Component assembly

The Injected Metal Assembly (IMA) process is an alternative to other joining techniques. It has been used to help assemble a kitchen appliance

Rivetting, adhesive bonding, soldering, brazing and welding are all familiar means to assemble small components. Perhaps not so familiar is the Injected Metal Assembly (IMA) process.

In operation, the IMA system uses molten metal, usually a zinc alloy, to form a permanent mechanical joint to accurately assemble small components.

Components are automatically positioned by a specially designed assembly tool in precise relationship to each other, while molten zinc alloy is injected at the intersection where the components are to be joined. As the molten metal solidifies and shrinks towards its theoretical centre, a locking action occurs, resulting in a mechanical joint or hub. This occurs in milliseconds, producing an assembly ready for use in the next production step.

Because the system uses an assembly tool to hold the components as they are joined by the molten metal, accuracy and repeatability are consistent over large production runs.
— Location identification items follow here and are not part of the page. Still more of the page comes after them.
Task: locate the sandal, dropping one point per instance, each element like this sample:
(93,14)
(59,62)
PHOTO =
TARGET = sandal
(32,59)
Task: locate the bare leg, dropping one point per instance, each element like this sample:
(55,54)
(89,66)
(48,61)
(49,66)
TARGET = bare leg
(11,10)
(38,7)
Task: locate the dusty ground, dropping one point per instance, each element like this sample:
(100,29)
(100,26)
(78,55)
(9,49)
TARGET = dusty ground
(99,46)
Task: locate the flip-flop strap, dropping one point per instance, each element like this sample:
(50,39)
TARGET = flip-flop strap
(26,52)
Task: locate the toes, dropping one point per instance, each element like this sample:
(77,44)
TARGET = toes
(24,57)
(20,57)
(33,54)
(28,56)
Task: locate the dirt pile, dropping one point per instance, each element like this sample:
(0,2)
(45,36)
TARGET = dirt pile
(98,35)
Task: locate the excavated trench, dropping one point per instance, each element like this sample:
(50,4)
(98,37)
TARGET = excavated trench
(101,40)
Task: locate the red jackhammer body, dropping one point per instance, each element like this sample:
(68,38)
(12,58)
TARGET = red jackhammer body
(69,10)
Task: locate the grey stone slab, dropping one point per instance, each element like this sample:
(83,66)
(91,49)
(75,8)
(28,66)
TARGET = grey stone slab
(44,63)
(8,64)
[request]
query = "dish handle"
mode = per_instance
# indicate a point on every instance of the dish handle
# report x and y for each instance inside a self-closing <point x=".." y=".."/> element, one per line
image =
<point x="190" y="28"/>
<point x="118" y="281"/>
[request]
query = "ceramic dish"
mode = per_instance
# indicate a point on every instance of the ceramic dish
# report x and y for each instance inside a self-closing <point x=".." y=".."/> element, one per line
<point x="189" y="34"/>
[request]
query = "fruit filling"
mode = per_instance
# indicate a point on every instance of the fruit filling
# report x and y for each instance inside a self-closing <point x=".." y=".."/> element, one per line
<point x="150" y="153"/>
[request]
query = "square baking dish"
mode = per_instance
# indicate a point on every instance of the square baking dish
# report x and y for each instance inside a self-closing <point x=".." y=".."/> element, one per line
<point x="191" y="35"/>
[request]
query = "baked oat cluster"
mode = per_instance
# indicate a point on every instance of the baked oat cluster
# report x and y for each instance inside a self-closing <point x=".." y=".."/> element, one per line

The molten alloy allows the joining of a diverse range of materials such as metals, plastics, ceramics and elastomers.

Kenwood has been using the IMA process to eliminate multiple operations in the production of motor drive assemblies for the Chef and Major kitchen machines. For this application, a sintered iron bevel gear and a zinc alloy gear wheel are assembled to a milled steel shaft by the process.

Originally, the gears were pressed onto the shaft and pinned through and across to obtain the required drive. But the press fitting and subsequent drilling resulted in production problems. Because pockets of carbon, formed in the structure of iron during the sintering process, are very hard, drill life was short. Some changes were needed to accommodate the process. A knurled portion was required on the shaft to lock the zinc alloy joint in place and the bore details of the gears were revised to allow the zinc alloy to form a strong joint as it solidifies and shrinks.